Keyezua looks at fashion in her home country of Angola with this image, entitled Royal Generation, of a woman wearing fabric woven from raw materials.

A series of self portraits by Ghanaian photographer Eric Gyamfi explores African male sexuality against a backdrop of religion and tradition

Nigerian photographer Lakin Ogunbanwo considers tradition and modernity by combining traditional dresswith fetish wear.

Acceptance is the theme of Broken Things by South African photographer TSoku Maela, who says: "Self-love is not to instinctively conceal and impulsively improve on our flaws."

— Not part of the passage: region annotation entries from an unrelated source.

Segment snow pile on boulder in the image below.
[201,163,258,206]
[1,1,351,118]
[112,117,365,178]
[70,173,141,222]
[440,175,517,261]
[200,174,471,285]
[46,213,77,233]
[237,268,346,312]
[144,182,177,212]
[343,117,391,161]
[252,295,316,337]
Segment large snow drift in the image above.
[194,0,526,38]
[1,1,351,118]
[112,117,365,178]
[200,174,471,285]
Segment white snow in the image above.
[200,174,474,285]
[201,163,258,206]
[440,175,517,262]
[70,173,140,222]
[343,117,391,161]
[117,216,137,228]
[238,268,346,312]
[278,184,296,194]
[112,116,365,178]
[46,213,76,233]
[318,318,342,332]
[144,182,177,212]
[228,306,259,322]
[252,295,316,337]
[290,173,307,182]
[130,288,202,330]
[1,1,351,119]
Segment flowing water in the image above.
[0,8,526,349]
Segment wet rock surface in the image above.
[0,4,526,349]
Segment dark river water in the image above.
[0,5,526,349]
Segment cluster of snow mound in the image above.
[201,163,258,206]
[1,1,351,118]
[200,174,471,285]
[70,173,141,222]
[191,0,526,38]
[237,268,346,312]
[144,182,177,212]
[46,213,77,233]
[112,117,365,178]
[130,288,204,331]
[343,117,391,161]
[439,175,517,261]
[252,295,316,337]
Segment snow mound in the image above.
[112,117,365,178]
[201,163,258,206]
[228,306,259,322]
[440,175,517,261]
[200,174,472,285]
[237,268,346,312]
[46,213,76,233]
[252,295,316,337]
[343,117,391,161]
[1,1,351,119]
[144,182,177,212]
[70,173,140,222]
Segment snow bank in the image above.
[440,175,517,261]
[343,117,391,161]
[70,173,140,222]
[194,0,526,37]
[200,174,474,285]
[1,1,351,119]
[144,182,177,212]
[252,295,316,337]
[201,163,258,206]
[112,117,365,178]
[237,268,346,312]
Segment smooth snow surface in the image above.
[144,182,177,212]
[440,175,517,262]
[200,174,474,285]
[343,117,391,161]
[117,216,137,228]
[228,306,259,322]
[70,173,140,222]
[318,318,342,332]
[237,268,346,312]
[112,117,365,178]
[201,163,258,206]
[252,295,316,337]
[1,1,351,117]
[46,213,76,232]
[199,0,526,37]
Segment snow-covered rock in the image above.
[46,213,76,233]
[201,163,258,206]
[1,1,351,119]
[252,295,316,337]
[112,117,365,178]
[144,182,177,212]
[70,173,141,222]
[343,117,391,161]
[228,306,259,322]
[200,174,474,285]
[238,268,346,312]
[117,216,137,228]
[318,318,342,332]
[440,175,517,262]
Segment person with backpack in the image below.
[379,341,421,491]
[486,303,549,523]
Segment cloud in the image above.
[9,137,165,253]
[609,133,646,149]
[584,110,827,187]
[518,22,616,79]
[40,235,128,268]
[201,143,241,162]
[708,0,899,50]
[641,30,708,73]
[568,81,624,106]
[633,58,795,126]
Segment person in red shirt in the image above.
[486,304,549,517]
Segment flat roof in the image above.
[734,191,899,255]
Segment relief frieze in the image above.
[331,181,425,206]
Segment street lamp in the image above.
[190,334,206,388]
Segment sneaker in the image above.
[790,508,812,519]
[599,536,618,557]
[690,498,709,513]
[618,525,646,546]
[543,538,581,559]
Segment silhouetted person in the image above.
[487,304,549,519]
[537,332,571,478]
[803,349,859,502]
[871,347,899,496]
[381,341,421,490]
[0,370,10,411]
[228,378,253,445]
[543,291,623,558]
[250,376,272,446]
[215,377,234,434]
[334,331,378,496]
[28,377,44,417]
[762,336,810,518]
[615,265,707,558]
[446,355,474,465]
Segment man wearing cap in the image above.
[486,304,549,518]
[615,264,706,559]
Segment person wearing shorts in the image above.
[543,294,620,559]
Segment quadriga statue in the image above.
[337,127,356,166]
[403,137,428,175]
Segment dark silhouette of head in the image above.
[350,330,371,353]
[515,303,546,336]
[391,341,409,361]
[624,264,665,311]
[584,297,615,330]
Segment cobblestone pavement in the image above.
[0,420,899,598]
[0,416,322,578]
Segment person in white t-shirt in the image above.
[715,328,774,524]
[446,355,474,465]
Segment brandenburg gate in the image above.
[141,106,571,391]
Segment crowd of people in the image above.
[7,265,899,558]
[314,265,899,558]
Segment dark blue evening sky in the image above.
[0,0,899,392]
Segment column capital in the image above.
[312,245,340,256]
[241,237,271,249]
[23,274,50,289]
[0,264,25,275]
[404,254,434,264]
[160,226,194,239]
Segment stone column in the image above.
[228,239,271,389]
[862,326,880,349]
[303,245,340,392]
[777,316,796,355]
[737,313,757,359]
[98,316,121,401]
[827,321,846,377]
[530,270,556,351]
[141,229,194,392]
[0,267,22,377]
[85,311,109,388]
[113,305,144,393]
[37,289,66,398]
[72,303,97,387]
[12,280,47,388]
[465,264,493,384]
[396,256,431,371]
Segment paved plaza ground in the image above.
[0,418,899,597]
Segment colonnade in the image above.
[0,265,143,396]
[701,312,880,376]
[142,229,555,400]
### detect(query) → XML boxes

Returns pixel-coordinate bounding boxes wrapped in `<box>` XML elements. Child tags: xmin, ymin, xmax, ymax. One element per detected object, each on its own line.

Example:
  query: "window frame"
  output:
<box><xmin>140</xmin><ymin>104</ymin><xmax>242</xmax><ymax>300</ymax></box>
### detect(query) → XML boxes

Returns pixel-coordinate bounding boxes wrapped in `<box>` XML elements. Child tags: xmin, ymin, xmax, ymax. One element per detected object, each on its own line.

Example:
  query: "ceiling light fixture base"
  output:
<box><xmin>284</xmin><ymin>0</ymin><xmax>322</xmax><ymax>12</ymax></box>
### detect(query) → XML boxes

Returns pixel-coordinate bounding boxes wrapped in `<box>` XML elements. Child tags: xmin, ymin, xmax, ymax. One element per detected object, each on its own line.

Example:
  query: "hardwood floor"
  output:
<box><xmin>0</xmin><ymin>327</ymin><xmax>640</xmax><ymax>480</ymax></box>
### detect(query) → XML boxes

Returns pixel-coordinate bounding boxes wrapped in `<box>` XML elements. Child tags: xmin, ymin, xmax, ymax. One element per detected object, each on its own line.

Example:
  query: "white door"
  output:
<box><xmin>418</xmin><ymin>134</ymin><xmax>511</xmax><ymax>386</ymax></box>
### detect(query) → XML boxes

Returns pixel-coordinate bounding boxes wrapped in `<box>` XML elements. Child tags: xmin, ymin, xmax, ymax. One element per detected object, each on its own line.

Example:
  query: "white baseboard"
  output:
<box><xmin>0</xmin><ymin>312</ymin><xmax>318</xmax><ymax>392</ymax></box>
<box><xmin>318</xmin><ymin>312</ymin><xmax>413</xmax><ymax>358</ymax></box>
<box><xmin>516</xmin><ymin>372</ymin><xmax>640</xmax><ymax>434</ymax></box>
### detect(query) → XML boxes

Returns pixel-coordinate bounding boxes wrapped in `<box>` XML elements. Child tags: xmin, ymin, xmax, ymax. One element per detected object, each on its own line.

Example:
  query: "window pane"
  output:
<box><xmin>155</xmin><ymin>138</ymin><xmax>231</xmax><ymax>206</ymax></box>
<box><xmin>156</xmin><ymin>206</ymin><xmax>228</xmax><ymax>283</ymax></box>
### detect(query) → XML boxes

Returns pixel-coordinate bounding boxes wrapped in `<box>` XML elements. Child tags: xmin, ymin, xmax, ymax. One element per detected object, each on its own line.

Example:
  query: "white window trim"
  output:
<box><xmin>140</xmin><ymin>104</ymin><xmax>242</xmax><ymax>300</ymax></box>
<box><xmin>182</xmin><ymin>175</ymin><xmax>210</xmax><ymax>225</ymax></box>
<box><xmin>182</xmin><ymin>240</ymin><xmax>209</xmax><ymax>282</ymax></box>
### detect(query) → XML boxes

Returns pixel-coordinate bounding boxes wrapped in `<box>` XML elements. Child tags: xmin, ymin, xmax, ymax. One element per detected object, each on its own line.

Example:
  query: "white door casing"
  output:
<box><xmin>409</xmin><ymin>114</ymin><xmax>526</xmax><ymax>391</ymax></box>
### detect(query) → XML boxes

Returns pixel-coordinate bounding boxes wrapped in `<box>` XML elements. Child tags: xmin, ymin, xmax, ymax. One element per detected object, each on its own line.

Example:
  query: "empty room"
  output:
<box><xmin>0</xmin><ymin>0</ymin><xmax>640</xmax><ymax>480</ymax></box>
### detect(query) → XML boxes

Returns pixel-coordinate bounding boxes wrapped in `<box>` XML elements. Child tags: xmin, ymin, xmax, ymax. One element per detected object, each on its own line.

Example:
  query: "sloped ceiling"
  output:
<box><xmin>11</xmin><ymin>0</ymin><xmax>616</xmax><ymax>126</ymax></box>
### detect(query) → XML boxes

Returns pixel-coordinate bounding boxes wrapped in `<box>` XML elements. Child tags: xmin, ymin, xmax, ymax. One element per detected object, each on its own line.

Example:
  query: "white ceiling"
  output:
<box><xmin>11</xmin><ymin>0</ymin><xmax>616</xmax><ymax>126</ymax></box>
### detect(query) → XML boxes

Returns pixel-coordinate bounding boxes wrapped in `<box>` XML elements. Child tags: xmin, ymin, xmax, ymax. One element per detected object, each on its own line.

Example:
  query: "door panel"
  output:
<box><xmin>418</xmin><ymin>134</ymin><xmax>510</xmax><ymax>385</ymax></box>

Kenyan photographer Osborne Macharia imagines how retired businesswomen could look in a series called Nyanye - League of Extravagant Grannies

Benin-based Ishola Akpo photographs his own grandmother as part of a series that looks at the importance of bride prices in African culture

This photo is from a collection entitled Genesis by Kudzanai Chiurai, who focuses on political and social conditions in Zimbabwe by trying to understand the psyche of what it is like to be colonised.

The Art of Survival by French photographer Patrick Willocq, who once lived in the Democratic Republic of Congo, depicts what it is like to be a child refugee using storybook imagery.

And Profit Corner is Mozambique photographer Mario Macilau's take on the threat of electronic waste in Africa.